Luge Olympian Tucker West took the first official run, with the air temperature around 50 degrees. Forecasts call for highs to reach the 70s in the Adirondack Mountains on Tuesday, though temperatures are expected to return to much more seasonable levels later in the week, with some snow showers possible by the weekend.
“Like usual, we are at the mercy of upstate New York weather,” said Erin Hamlin, the 2014 Olympic women’s luge bronze medalist and 2009 world champion. “It’s always nice to be in familiar territory for a bit.”
The World Cup sliding seasons are still more than a month away, but it’s a critical time for all three of the U.S. teams. Bobsled and skeleton national team trials are scheduled to start Saturday, and luge’s national championships are set to begin Oct. 28.

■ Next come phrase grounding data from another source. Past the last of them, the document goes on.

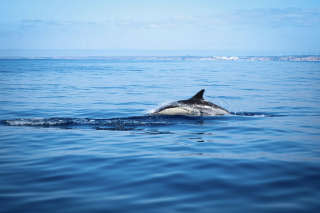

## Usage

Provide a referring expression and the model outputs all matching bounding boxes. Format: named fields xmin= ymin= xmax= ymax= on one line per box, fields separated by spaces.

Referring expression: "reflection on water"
xmin=179 ymin=151 xmax=320 ymax=162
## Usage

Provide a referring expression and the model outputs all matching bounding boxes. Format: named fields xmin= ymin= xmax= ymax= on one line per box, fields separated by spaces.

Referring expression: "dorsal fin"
xmin=190 ymin=89 xmax=205 ymax=100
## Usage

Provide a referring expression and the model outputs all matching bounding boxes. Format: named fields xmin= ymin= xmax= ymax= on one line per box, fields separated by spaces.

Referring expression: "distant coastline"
xmin=0 ymin=55 xmax=319 ymax=62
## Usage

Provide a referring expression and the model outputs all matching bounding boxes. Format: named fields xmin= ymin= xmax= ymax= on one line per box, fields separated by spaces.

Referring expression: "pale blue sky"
xmin=1 ymin=0 xmax=320 ymax=55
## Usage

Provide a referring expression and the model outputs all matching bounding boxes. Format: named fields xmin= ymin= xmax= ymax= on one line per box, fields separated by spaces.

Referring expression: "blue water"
xmin=1 ymin=58 xmax=320 ymax=212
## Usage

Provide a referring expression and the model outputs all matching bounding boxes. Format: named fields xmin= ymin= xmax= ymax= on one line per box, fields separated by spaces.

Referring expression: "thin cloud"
xmin=3 ymin=7 xmax=320 ymax=36
xmin=232 ymin=7 xmax=320 ymax=28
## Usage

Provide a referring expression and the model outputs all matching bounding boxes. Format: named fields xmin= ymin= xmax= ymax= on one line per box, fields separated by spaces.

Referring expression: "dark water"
xmin=0 ymin=58 xmax=320 ymax=212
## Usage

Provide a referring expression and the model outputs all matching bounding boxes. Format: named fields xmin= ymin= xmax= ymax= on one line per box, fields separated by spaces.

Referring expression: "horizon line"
xmin=0 ymin=48 xmax=319 ymax=57
xmin=0 ymin=55 xmax=319 ymax=62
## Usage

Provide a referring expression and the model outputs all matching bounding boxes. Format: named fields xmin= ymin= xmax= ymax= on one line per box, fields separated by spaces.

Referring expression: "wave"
xmin=1 ymin=112 xmax=280 ymax=130
xmin=1 ymin=116 xmax=166 ymax=130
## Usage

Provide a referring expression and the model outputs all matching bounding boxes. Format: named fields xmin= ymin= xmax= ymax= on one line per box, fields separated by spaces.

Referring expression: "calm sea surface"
xmin=0 ymin=58 xmax=320 ymax=213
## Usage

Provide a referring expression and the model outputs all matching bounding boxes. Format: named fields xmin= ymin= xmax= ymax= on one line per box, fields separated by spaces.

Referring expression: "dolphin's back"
xmin=152 ymin=89 xmax=229 ymax=116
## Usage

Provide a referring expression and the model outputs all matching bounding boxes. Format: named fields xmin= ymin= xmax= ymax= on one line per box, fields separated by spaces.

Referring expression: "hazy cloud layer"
xmin=5 ymin=7 xmax=318 ymax=31
xmin=0 ymin=7 xmax=319 ymax=53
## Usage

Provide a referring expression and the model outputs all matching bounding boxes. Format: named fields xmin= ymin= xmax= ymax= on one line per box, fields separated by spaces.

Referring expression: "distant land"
xmin=0 ymin=55 xmax=319 ymax=62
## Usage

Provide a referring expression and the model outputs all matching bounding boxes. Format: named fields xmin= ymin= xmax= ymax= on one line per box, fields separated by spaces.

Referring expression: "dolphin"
xmin=151 ymin=89 xmax=230 ymax=116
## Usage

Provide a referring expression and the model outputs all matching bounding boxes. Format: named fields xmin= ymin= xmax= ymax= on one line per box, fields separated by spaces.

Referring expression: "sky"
xmin=0 ymin=0 xmax=320 ymax=56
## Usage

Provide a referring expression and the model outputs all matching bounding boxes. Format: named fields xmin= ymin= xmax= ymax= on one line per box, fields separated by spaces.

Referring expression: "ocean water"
xmin=0 ymin=58 xmax=320 ymax=213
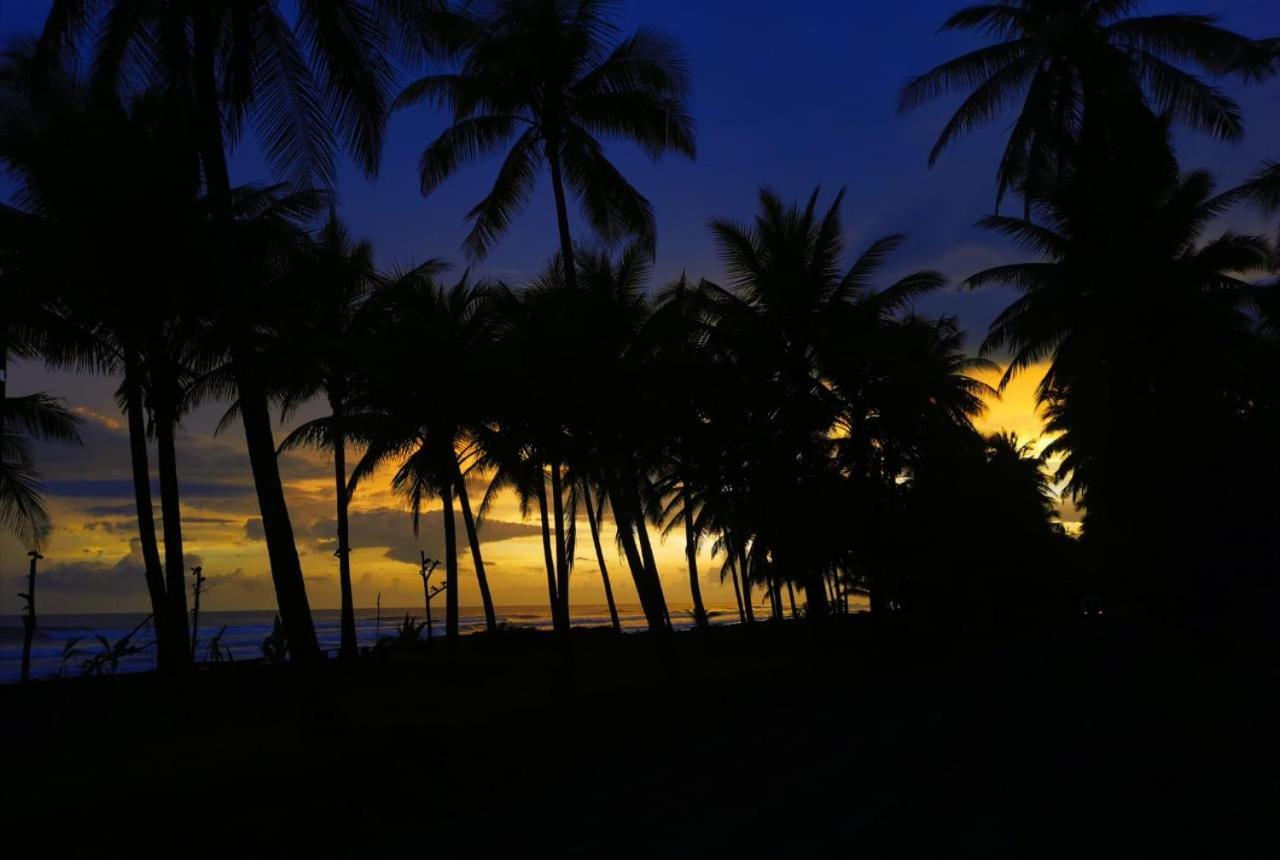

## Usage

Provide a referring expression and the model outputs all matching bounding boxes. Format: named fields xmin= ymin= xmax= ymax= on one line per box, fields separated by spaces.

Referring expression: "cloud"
xmin=32 ymin=540 xmax=150 ymax=598
xmin=83 ymin=503 xmax=141 ymax=517
xmin=28 ymin=541 xmax=204 ymax=599
xmin=45 ymin=479 xmax=254 ymax=499
xmin=71 ymin=405 xmax=124 ymax=431
xmin=28 ymin=409 xmax=331 ymax=504
xmin=299 ymin=507 xmax=543 ymax=566
xmin=207 ymin=567 xmax=274 ymax=594
xmin=83 ymin=520 xmax=138 ymax=535
xmin=244 ymin=518 xmax=265 ymax=541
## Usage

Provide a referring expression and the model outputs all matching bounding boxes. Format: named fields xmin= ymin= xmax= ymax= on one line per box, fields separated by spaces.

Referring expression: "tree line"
xmin=2 ymin=1 xmax=1279 ymax=672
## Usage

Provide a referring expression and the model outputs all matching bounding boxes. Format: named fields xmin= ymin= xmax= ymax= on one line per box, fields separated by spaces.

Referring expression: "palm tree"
xmin=897 ymin=426 xmax=1069 ymax=617
xmin=556 ymin=247 xmax=677 ymax=633
xmin=706 ymin=188 xmax=946 ymax=617
xmin=579 ymin=479 xmax=620 ymax=632
xmin=347 ymin=273 xmax=501 ymax=639
xmin=646 ymin=275 xmax=723 ymax=630
xmin=395 ymin=0 xmax=695 ymax=281
xmin=1 ymin=55 xmax=201 ymax=665
xmin=1 ymin=393 xmax=82 ymax=549
xmin=145 ymin=322 xmax=201 ymax=663
xmin=274 ymin=213 xmax=391 ymax=659
xmin=0 ymin=52 xmax=86 ymax=550
xmin=481 ymin=267 xmax=580 ymax=635
xmin=1242 ymin=161 xmax=1280 ymax=246
xmin=39 ymin=0 xmax=401 ymax=662
xmin=965 ymin=161 xmax=1273 ymax=610
xmin=900 ymin=1 xmax=1273 ymax=207
xmin=474 ymin=413 xmax=563 ymax=626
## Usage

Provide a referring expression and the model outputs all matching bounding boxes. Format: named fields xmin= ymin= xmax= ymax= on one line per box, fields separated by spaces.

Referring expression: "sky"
xmin=2 ymin=1 xmax=1278 ymax=617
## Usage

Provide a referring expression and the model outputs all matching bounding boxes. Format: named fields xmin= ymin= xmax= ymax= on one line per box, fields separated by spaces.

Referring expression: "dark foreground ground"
xmin=3 ymin=614 xmax=1277 ymax=857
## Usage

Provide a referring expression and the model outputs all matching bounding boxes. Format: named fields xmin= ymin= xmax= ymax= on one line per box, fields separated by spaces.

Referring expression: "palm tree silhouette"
xmin=38 ymin=0 xmax=402 ymax=661
xmin=706 ymin=188 xmax=946 ymax=617
xmin=348 ymin=273 xmax=501 ymax=639
xmin=480 ymin=263 xmax=583 ymax=634
xmin=645 ymin=275 xmax=724 ymax=630
xmin=1242 ymin=160 xmax=1280 ymax=245
xmin=1 ymin=393 xmax=82 ymax=549
xmin=900 ymin=1 xmax=1273 ymax=207
xmin=0 ymin=57 xmax=203 ymax=664
xmin=274 ymin=213 xmax=404 ymax=659
xmin=395 ymin=0 xmax=695 ymax=279
xmin=572 ymin=246 xmax=680 ymax=632
xmin=966 ymin=158 xmax=1273 ymax=607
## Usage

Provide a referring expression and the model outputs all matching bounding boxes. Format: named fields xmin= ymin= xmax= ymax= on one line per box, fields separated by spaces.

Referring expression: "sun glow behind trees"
xmin=0 ymin=359 xmax=1056 ymax=614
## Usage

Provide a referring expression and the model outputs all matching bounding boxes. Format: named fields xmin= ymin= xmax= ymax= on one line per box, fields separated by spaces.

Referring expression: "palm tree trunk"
xmin=123 ymin=373 xmax=175 ymax=669
xmin=453 ymin=459 xmax=497 ymax=633
xmin=550 ymin=460 xmax=571 ymax=633
xmin=581 ymin=481 xmax=620 ymax=632
xmin=801 ymin=566 xmax=829 ymax=622
xmin=683 ymin=495 xmax=709 ymax=630
xmin=190 ymin=567 xmax=205 ymax=656
xmin=738 ymin=547 xmax=755 ymax=624
xmin=535 ymin=473 xmax=560 ymax=623
xmin=194 ymin=16 xmax=318 ymax=663
xmin=729 ymin=562 xmax=745 ymax=624
xmin=0 ymin=331 xmax=7 ymax=412
xmin=786 ymin=579 xmax=798 ymax=619
xmin=155 ymin=410 xmax=192 ymax=662
xmin=631 ymin=500 xmax=670 ymax=629
xmin=546 ymin=145 xmax=580 ymax=293
xmin=330 ymin=400 xmax=357 ymax=660
xmin=239 ymin=371 xmax=321 ymax=659
xmin=442 ymin=480 xmax=459 ymax=640
xmin=606 ymin=480 xmax=665 ymax=634
xmin=19 ymin=551 xmax=38 ymax=683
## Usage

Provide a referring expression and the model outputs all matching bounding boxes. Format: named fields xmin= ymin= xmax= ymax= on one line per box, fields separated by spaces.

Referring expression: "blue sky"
xmin=5 ymin=0 xmax=1278 ymax=346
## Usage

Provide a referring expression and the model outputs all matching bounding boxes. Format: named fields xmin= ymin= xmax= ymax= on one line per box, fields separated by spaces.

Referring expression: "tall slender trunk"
xmin=547 ymin=133 xmax=581 ymax=633
xmin=546 ymin=144 xmax=579 ymax=294
xmin=550 ymin=460 xmax=570 ymax=633
xmin=190 ymin=567 xmax=205 ymax=656
xmin=631 ymin=500 xmax=670 ymax=629
xmin=684 ymin=496 xmax=709 ymax=630
xmin=738 ymin=547 xmax=756 ymax=624
xmin=453 ymin=460 xmax=497 ymax=633
xmin=535 ymin=474 xmax=559 ymax=619
xmin=607 ymin=480 xmax=665 ymax=634
xmin=729 ymin=562 xmax=745 ymax=624
xmin=442 ymin=480 xmax=459 ymax=640
xmin=581 ymin=481 xmax=620 ymax=632
xmin=331 ymin=399 xmax=357 ymax=659
xmin=786 ymin=579 xmax=798 ymax=619
xmin=155 ymin=408 xmax=192 ymax=662
xmin=19 ymin=551 xmax=39 ymax=683
xmin=239 ymin=372 xmax=320 ymax=659
xmin=124 ymin=372 xmax=175 ymax=668
xmin=194 ymin=17 xmax=318 ymax=662
xmin=0 ymin=331 xmax=7 ymax=411
xmin=802 ymin=567 xmax=830 ymax=621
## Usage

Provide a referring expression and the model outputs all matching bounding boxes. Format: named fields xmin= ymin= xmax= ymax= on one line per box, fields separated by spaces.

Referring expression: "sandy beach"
xmin=5 ymin=615 xmax=1276 ymax=856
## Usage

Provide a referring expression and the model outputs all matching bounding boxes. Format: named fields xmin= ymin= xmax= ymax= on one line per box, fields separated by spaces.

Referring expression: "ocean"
xmin=0 ymin=604 xmax=739 ymax=683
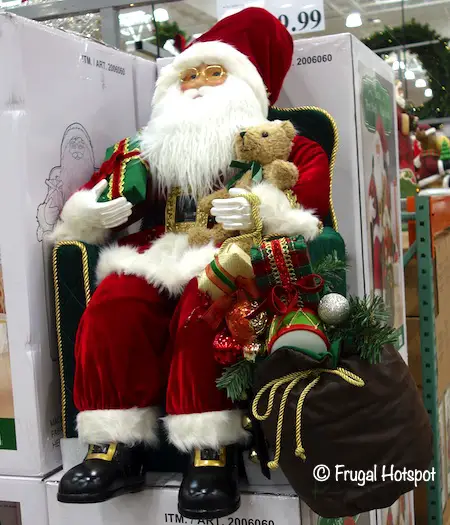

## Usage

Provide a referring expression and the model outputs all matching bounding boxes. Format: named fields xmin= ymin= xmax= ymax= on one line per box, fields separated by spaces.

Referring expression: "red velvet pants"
xmin=73 ymin=274 xmax=232 ymax=416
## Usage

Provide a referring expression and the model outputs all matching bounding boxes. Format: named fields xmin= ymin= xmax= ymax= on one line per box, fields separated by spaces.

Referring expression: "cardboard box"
xmin=0 ymin=475 xmax=49 ymax=525
xmin=300 ymin=502 xmax=377 ymax=525
xmin=406 ymin=317 xmax=422 ymax=388
xmin=277 ymin=34 xmax=406 ymax=360
xmin=0 ymin=13 xmax=156 ymax=475
xmin=46 ymin=472 xmax=301 ymax=525
xmin=405 ymin=231 xmax=450 ymax=399
xmin=132 ymin=55 xmax=155 ymax=131
xmin=377 ymin=492 xmax=415 ymax=525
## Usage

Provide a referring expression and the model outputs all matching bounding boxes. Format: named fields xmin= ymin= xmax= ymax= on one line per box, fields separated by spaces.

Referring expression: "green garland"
xmin=362 ymin=20 xmax=450 ymax=119
xmin=152 ymin=21 xmax=188 ymax=50
xmin=327 ymin=295 xmax=397 ymax=364
xmin=216 ymin=359 xmax=255 ymax=403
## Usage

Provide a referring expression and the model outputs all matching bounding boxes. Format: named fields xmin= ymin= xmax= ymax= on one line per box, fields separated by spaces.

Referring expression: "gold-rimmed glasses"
xmin=179 ymin=64 xmax=227 ymax=85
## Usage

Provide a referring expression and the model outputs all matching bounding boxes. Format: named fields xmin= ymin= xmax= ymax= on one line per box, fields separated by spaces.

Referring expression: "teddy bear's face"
xmin=235 ymin=120 xmax=296 ymax=165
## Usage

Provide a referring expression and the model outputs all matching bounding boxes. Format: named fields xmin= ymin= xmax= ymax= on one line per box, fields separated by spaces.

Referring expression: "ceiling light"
xmin=153 ymin=8 xmax=169 ymax=22
xmin=392 ymin=61 xmax=399 ymax=71
xmin=425 ymin=88 xmax=433 ymax=98
xmin=346 ymin=12 xmax=362 ymax=27
xmin=415 ymin=78 xmax=427 ymax=88
xmin=371 ymin=18 xmax=381 ymax=23
xmin=405 ymin=70 xmax=415 ymax=80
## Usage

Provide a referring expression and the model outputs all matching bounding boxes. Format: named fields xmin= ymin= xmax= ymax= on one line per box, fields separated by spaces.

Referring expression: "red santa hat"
xmin=154 ymin=8 xmax=294 ymax=116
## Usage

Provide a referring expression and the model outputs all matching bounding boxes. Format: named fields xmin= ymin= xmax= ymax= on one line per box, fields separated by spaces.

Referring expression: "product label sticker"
xmin=0 ymin=502 xmax=22 ymax=525
xmin=80 ymin=54 xmax=127 ymax=76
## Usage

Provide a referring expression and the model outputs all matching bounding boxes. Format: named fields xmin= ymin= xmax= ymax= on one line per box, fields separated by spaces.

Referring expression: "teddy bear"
xmin=188 ymin=120 xmax=298 ymax=248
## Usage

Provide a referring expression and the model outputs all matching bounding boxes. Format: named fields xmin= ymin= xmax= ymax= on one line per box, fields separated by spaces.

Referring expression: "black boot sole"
xmin=178 ymin=498 xmax=240 ymax=520
xmin=57 ymin=478 xmax=146 ymax=504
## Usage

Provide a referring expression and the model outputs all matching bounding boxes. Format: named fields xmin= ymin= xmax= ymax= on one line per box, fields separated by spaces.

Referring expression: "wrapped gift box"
xmin=0 ymin=13 xmax=156 ymax=475
xmin=97 ymin=135 xmax=149 ymax=205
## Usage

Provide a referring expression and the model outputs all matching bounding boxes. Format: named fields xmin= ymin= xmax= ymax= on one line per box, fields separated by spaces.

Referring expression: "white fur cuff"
xmin=96 ymin=233 xmax=217 ymax=297
xmin=50 ymin=190 xmax=109 ymax=245
xmin=77 ymin=407 xmax=159 ymax=446
xmin=164 ymin=410 xmax=250 ymax=452
xmin=252 ymin=182 xmax=320 ymax=240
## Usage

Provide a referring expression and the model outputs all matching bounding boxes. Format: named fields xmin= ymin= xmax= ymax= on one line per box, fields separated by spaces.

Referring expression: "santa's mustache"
xmin=182 ymin=85 xmax=216 ymax=100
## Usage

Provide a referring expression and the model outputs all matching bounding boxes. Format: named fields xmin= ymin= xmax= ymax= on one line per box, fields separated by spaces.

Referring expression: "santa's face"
xmin=140 ymin=62 xmax=267 ymax=198
xmin=68 ymin=137 xmax=86 ymax=160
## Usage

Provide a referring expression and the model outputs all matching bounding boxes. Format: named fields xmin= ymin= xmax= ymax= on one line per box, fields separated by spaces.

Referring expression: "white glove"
xmin=81 ymin=179 xmax=133 ymax=229
xmin=211 ymin=188 xmax=253 ymax=231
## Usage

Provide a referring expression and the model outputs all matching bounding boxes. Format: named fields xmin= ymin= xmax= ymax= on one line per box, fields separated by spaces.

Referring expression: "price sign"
xmin=216 ymin=0 xmax=325 ymax=35
xmin=216 ymin=1 xmax=264 ymax=20
xmin=264 ymin=0 xmax=326 ymax=35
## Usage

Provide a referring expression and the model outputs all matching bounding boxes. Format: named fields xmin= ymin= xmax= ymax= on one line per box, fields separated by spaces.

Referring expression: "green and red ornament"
xmin=268 ymin=308 xmax=329 ymax=356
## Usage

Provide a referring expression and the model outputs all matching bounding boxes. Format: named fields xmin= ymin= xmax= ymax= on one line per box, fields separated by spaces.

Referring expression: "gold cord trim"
xmin=53 ymin=241 xmax=93 ymax=438
xmin=272 ymin=105 xmax=339 ymax=231
xmin=252 ymin=367 xmax=364 ymax=469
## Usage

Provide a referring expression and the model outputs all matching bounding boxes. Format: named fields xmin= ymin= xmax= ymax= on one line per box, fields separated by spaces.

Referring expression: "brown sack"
xmin=253 ymin=345 xmax=432 ymax=517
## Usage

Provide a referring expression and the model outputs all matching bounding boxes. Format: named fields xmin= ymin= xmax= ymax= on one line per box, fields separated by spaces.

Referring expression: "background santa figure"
xmin=368 ymin=117 xmax=390 ymax=301
xmin=53 ymin=8 xmax=332 ymax=519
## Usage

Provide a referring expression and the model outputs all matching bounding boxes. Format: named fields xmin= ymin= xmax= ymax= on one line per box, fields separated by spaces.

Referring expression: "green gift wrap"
xmin=250 ymin=228 xmax=346 ymax=302
xmin=97 ymin=135 xmax=149 ymax=205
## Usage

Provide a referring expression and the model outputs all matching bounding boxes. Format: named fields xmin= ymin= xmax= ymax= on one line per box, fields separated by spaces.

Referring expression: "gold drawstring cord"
xmin=252 ymin=367 xmax=365 ymax=469
xmin=219 ymin=193 xmax=263 ymax=253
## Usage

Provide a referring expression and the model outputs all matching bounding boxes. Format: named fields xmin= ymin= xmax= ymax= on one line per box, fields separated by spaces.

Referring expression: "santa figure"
xmin=368 ymin=117 xmax=389 ymax=299
xmin=395 ymin=81 xmax=416 ymax=182
xmin=53 ymin=8 xmax=330 ymax=518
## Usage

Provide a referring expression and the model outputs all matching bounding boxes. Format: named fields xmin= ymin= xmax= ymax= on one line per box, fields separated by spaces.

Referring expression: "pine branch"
xmin=216 ymin=359 xmax=255 ymax=402
xmin=327 ymin=295 xmax=397 ymax=364
xmin=312 ymin=251 xmax=349 ymax=293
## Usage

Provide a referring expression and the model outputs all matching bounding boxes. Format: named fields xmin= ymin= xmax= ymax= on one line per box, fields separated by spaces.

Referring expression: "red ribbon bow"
xmin=95 ymin=149 xmax=139 ymax=180
xmin=249 ymin=273 xmax=324 ymax=318
xmin=202 ymin=277 xmax=260 ymax=331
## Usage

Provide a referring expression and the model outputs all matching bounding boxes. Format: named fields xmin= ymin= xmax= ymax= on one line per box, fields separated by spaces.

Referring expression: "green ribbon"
xmin=210 ymin=258 xmax=237 ymax=292
xmin=226 ymin=160 xmax=263 ymax=190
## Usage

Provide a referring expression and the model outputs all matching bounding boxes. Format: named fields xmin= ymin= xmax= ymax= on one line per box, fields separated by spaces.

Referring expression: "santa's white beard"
xmin=140 ymin=74 xmax=267 ymax=198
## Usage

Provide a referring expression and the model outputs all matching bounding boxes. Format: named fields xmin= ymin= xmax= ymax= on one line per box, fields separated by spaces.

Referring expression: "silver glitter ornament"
xmin=318 ymin=293 xmax=350 ymax=326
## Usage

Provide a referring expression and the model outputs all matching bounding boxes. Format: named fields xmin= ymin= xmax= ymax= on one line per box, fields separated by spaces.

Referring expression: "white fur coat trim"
xmin=50 ymin=190 xmax=109 ymax=245
xmin=155 ymin=41 xmax=269 ymax=117
xmin=252 ymin=182 xmax=321 ymax=240
xmin=77 ymin=407 xmax=159 ymax=446
xmin=164 ymin=410 xmax=250 ymax=452
xmin=96 ymin=233 xmax=217 ymax=297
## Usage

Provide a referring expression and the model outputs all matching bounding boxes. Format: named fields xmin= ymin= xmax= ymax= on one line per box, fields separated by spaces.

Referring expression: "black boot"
xmin=178 ymin=445 xmax=240 ymax=519
xmin=58 ymin=443 xmax=146 ymax=503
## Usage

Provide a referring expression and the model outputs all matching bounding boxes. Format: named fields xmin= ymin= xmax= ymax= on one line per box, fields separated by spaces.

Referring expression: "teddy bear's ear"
xmin=282 ymin=120 xmax=297 ymax=141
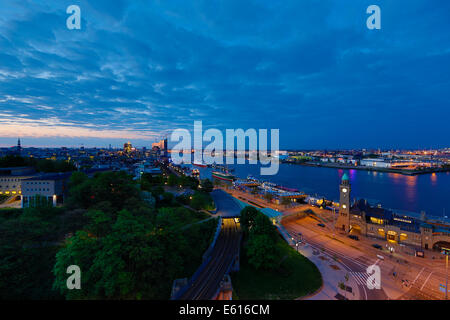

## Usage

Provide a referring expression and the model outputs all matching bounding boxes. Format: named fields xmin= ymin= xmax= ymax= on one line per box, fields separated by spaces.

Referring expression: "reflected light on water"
xmin=404 ymin=175 xmax=417 ymax=203
xmin=431 ymin=173 xmax=437 ymax=186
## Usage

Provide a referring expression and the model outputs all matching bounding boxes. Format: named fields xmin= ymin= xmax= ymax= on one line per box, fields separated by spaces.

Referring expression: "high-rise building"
xmin=152 ymin=138 xmax=167 ymax=151
xmin=124 ymin=141 xmax=132 ymax=153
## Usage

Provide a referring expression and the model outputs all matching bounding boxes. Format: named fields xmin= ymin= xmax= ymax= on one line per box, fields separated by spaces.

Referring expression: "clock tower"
xmin=336 ymin=173 xmax=351 ymax=232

The track is refrigerated, meaning ice can be maintained when air temperatures are well over freezing.
“Everyone is really excited like the first day of every season,” said U.S. women’s skeleton racer Annie O’Shea, who was fourth in the World Cup standings last season. “The track is in really great condition. We really weren’t sure we would be able to slide today because it’s so warm, but of course (track manager) Tony Carlino and his crew got everything ready. We couldn’t be happier to be out here again for the start of a new year.”
Warmer air means softer ice, and softer ice means slower times. But for sliders, it was just good to be back at work.
“We had some pretty decent times,” U.S. bobsled veteran Steven Holcomb said. “It feels good to be back on ice. Summer is tough because you can’t do any bobsledding — it’s just weightlifting and sprinting and training and getting ready for bobsled season.”